I am not suggesting that everything we need is already in place. On the contrary, one of the fundamental challenges that governments face is trying to keep pace with a technological revolution that is literally changing with the speed of the Internet – with the risk that regulations or rules will be obsolete before they are even in place. In all of the areas I have mentioned – telecommunications, information technology and intellectual property – we must continue to work to keep up with this revolution.

At our second Ministerial Conference in May this year, all WTO Members adopted a Declaration on Global Electronic Commerce with two major results: We agreed not to impose customs duties on electronic transmissions until Ministers reconsider the matter at the end of next year. We agreed to launch a future programme of work on electronic commerce under which the relevant bodies in the organization will examine and report back on any trade-related issues arising from electronic commerce which Members wish to raise.

What does this work programme – which will begin this month – entail? First we will confirm the rules on electronic commerce that already exist in the WTO – to avoid undermining existing rights and obligations by treating electronic commerce as if it were outside the normal trade regime. Second, we will identify any weaknesses in the existing legal structures that need to be strengthened or clarified. And third, we will see if there are any areas not covered by WTO disciplines where Members agree that it might be appropriate to move forward.

But what is perhaps most significant about this very ambitious work programme is that it was agreed by all 132 Member governments on the basis of consensus – and all in a matter of weeks. Why? Because with so much of our economies dependent on one another, no country any longer has an interest in closing off markets or weakening its ties with the rest of the world. And certainly no country, developing or developed, has an interest in building walls against technology and investment flows from outside – flows that will determine whether it is equipped to participate in the new global economy, or is left behind. This represents a sea-change in the global trading system – and stands as a powerful symbol of optimism for the future

We hear many critics – in this period of time – of globalization and its role in the present crisis. But globalization is not a policy - to be judged right or wrong. It is a process - driven by the realities of economic and technological change. Two hundred years ago, steam power launched the first industrial revolution. A hundred years later, mass production and mass transport launched a second industrial revolution. Each led to a fundamental change in the organization of production and in the role of governance. Now a revolution in communications and informatics – the digital revolution – is reshaping the global economic landscape in equally powerful ways.
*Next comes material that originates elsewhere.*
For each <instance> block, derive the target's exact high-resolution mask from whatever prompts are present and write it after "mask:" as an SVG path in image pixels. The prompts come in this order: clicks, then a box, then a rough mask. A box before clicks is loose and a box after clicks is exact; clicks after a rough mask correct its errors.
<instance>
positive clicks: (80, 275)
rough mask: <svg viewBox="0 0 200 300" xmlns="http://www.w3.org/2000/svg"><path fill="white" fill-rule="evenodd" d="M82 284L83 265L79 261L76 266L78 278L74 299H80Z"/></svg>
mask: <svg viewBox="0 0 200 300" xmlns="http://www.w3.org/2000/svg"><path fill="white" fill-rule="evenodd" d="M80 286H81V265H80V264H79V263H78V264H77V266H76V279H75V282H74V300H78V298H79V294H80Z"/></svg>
The advent of a borderless economy has enormous potential to generate growth, to spread the benefits of modernization, and to weave a more stable and secure planet. But it also challenges the status quo. It demands that we adapt. The real issue before us is not the debate about globalization but to see how technological process can be better channelled to promote more growth, more trade and greater modernization – and so help the world economy to remerge from its present difficulties. This is a complex challenge – a challenge that will require vision and patience. But let us begin to meet this challenge now, knowing that with electronic commerce we have another, very powerful tool in our hands.